FOREST PARK, ST. LOUIS,
MISSOURI, AFTERNOON
OF OCTOBER 5
SITTING CROSS-WISE ON THE BENCH of a picnic table, Gode looked up at the Gateway Arch whose straight, clean lines and full arc soared above the trees in the park that overlooked the banks of the Mississippi.
“What you see there,” he said, “is the Gateway to the West. Everything on the other side of that arch was once called Louisiana, and it stretched all the way to the Pacific Ocean. Napoleon — talk about a raw deal — sold them the whole territory for a song. But what they don’t tell you in the history books is that a hundred years ago, St. Louis was as French as you and me. It was French Métis who got Lewis and Clark across the Rockies.”
Sitting across from him, René Lafleur was trying to coax reception from a small transistor radio. All he could get was gospel, laundry soap, Coca-Cola, fried chicken, and the Bible. A lot more fried chicken. Then the results of a baseball game. The swan song of America.
“How do you know all that?” asked Jean-Paul, peering into the ham sandwich he’d been trying to chew.
“My father had his family tree traced at one point. There were Godefroids who married Chippewa women and went into the fur trade in Wisconsin. I learned about it as a kid. We always called Route 66 the Chippewa Way.”

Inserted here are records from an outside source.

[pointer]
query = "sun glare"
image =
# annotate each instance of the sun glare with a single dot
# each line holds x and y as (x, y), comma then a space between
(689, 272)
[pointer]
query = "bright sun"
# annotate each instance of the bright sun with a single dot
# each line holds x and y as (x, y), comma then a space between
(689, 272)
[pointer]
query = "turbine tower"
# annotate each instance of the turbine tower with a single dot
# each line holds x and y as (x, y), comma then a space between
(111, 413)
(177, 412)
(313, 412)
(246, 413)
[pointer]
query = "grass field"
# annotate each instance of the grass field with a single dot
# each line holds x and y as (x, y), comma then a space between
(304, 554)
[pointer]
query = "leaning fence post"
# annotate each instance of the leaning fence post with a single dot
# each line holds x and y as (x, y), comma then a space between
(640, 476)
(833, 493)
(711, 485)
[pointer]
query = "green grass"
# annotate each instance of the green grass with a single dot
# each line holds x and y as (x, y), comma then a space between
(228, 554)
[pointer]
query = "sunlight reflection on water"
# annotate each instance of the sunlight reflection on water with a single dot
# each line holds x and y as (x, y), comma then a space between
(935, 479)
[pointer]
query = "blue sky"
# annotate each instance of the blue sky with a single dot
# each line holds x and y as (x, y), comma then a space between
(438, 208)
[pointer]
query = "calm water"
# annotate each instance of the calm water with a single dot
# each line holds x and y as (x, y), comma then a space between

Jean-Paul looked up from his sandwich and watched his mother, the family matriarch, who was walking along the river some distance away with their younger sister. The pair passed an old man who was shredding a cream doughnut and tossing the pieces to some resident mallards. Mother and daughter had accompanied them to Texas. It didn’t seem reasonable at first, but when they’d been stopped at a roadblock by the state police in Pennsylvania, the presence of an elderly woman and a young girl in the back seat seemed to have given them a bit of status, and they’d been allowed to pass. If nothing else, family life was a good cover.

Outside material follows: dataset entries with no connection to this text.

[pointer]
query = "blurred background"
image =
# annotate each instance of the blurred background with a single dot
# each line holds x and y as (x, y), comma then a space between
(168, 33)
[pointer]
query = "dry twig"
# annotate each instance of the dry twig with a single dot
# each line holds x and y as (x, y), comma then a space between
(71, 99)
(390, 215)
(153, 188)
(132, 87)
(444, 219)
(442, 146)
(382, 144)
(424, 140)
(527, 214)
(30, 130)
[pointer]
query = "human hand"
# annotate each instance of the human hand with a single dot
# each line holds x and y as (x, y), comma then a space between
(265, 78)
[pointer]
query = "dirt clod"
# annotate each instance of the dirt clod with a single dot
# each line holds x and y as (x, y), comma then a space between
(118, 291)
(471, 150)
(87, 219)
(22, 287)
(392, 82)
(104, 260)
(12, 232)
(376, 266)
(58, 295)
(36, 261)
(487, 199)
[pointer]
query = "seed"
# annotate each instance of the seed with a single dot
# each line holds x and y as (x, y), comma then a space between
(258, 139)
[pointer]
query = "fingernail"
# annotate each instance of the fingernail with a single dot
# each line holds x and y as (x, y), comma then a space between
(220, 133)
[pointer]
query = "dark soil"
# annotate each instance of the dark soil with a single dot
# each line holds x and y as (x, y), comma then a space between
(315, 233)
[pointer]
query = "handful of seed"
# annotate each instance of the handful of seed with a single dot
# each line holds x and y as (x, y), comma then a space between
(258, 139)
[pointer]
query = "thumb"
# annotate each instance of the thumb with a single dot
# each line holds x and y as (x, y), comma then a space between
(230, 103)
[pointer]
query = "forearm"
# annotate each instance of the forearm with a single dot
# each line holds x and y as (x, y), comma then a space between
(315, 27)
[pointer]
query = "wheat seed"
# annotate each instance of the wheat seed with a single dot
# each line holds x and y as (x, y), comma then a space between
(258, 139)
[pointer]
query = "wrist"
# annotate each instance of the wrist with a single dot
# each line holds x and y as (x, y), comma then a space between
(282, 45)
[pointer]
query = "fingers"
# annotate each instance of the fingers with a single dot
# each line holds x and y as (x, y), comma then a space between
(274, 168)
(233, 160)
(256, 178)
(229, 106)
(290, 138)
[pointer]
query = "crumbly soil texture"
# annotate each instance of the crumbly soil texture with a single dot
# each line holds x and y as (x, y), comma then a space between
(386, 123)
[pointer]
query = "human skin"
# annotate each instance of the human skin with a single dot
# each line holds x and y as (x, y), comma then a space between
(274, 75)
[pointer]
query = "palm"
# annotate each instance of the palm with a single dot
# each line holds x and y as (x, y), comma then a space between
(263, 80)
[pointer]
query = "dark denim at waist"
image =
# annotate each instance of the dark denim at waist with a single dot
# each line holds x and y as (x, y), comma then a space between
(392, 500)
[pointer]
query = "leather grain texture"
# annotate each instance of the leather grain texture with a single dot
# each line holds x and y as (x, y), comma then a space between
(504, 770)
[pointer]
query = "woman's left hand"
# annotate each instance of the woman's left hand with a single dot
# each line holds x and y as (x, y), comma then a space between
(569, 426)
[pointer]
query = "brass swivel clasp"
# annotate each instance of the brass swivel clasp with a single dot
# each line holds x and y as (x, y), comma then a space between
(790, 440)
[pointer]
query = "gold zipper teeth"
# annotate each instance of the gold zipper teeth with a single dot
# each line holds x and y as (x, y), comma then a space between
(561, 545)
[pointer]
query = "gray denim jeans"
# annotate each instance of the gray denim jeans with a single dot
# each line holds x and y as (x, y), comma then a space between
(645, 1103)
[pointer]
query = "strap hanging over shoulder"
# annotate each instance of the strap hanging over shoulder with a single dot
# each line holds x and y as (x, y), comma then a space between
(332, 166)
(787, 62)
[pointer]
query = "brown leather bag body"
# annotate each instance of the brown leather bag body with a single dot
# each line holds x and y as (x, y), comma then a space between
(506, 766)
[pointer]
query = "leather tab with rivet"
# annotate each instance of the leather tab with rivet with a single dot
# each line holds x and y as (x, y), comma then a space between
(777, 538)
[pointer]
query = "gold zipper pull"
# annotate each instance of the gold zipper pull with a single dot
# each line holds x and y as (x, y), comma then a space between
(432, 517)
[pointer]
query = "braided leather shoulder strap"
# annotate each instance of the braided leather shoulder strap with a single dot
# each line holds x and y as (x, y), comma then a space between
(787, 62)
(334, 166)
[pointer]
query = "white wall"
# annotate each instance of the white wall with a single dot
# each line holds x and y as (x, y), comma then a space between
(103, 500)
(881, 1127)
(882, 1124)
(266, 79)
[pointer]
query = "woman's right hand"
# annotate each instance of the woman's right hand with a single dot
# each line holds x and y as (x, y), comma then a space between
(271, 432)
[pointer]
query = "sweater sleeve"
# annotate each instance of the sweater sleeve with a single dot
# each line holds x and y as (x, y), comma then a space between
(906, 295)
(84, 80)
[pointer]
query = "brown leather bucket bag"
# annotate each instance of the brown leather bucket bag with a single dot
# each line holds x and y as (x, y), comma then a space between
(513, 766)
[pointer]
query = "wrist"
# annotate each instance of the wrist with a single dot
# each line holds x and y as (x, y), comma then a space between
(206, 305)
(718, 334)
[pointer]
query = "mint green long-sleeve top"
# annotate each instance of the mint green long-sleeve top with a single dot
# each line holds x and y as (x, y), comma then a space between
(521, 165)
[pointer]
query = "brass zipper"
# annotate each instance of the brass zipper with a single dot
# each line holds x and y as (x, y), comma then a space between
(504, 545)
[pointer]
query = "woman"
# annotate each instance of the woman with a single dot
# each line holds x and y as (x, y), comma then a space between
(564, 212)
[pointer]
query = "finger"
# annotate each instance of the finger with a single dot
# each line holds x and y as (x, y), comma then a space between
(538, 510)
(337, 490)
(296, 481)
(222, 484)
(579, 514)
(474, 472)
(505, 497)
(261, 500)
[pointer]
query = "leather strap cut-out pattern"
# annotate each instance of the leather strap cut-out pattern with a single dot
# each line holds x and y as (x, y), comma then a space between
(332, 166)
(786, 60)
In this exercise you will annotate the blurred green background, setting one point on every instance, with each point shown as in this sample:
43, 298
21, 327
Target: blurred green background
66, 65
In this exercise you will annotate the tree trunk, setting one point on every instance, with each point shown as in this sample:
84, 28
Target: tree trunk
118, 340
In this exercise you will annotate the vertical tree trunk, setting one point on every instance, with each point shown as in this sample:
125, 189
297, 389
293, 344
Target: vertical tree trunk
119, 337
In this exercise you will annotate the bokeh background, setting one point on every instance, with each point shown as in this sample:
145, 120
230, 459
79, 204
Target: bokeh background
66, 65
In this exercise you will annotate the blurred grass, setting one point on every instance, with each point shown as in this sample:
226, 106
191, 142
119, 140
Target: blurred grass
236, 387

Two picnic tables down, a man in a checked jacket was reading a newspaper and smoking a cigarette. Jean-Paul chewed his ham sandwich. He thought about what they had in the cooler. Canned ham. Hard-boiled eggs. Pickles. Mayonnaise. One tomato. Kraft “cheese.” Kik Cola. Sliced bread. “Go Weston, young man . . .” A real Québécoise mother, they had, a nourisher through and through.

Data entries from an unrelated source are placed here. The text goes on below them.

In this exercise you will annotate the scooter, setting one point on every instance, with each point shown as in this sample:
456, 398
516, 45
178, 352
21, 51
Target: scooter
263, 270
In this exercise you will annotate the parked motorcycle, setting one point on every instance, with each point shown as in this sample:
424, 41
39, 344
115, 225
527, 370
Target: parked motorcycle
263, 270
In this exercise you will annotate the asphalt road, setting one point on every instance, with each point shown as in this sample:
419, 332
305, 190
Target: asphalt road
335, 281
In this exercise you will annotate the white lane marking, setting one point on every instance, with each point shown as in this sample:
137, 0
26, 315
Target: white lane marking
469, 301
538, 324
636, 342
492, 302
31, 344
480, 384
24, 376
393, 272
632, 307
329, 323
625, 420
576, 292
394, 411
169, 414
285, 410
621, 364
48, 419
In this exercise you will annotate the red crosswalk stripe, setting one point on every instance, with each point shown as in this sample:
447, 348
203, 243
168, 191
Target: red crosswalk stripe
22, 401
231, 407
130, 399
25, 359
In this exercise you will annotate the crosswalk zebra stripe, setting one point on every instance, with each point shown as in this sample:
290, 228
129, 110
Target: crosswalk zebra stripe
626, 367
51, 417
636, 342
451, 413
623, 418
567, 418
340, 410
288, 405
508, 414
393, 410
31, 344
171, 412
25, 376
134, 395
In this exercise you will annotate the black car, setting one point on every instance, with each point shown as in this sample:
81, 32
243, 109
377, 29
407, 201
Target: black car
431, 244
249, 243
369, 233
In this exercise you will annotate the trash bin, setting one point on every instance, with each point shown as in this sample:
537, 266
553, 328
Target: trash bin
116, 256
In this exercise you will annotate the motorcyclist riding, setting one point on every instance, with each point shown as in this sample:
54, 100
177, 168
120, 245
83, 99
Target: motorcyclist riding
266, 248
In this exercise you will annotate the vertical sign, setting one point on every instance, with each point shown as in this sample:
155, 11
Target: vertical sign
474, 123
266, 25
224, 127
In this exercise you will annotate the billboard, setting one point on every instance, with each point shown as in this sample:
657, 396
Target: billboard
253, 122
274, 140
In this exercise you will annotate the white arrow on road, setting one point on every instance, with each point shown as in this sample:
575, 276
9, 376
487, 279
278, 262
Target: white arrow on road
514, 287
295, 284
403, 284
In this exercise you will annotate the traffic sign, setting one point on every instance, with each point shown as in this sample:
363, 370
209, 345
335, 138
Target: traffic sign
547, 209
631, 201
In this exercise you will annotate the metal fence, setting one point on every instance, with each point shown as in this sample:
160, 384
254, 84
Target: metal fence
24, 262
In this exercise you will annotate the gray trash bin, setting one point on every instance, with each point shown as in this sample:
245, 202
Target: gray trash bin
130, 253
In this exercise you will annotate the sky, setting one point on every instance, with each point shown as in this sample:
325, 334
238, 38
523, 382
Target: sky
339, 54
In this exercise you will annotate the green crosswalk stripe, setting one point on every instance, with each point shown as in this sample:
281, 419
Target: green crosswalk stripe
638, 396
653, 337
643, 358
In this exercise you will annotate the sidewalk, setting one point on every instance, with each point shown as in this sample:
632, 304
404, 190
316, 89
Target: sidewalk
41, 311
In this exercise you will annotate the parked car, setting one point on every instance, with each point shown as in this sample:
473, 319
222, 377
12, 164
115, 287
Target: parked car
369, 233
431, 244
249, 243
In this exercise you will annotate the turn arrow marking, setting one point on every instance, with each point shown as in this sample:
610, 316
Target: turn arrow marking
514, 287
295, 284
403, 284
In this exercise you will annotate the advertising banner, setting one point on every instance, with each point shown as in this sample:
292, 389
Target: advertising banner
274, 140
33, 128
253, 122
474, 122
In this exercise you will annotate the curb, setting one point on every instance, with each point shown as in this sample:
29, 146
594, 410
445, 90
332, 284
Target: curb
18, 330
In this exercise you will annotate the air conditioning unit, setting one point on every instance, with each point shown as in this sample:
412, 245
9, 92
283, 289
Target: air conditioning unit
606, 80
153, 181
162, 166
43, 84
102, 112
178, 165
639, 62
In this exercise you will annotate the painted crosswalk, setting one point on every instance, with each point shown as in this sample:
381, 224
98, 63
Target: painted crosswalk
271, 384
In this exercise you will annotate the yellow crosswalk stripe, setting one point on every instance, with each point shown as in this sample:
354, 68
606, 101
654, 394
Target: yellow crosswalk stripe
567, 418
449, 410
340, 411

When their mother and sister rejoined them, René, still hunched over his tinny transistor radio, managed to find a news station. He raised a hand and turned up the volume. Silence surrounded the table.
. . . kidnapped by four gunmen this morning in Montreal. The kidnapping has since been claimed by the Front of Liberation of Québec, a group promoting terrorism and armed struggle in their fight for the creation of an independent French-speaking state in eastern Canada.
“They’re still talking about only one kidnapping. The Englishman . . .”
“They only took Travers.”
“That doesn’t bode well. . . .” said Jean-Paul, absorbed in his thoughts.
He looked up and saw his mother gathering the plastic utensils and paper plates, putting the lid on the mayonnaise jar, returning the eggs to a jar of vinegar, rewrapping the Kraft slices and the sliced tomato. As if she had already figured out what was what.
“We can’t let them go through this on their own,” grumbled Jean-Paul. “They’ll spill the whole can of beans.”
He looked around. Gode and René waited for him to continue.
“Okay, let’s go,” he said.
When the car with René at the wheel threw up a few grains of gravel as it left the parking lot, the smoker two tables down threw his butt on the grass, folded his newspaper, and walked to a car parked under the trees. He opened the passenger door and got in beside the old man who’d been feeding the ducks, who, sitting behind the wheel, was speaking into a radio transmitter.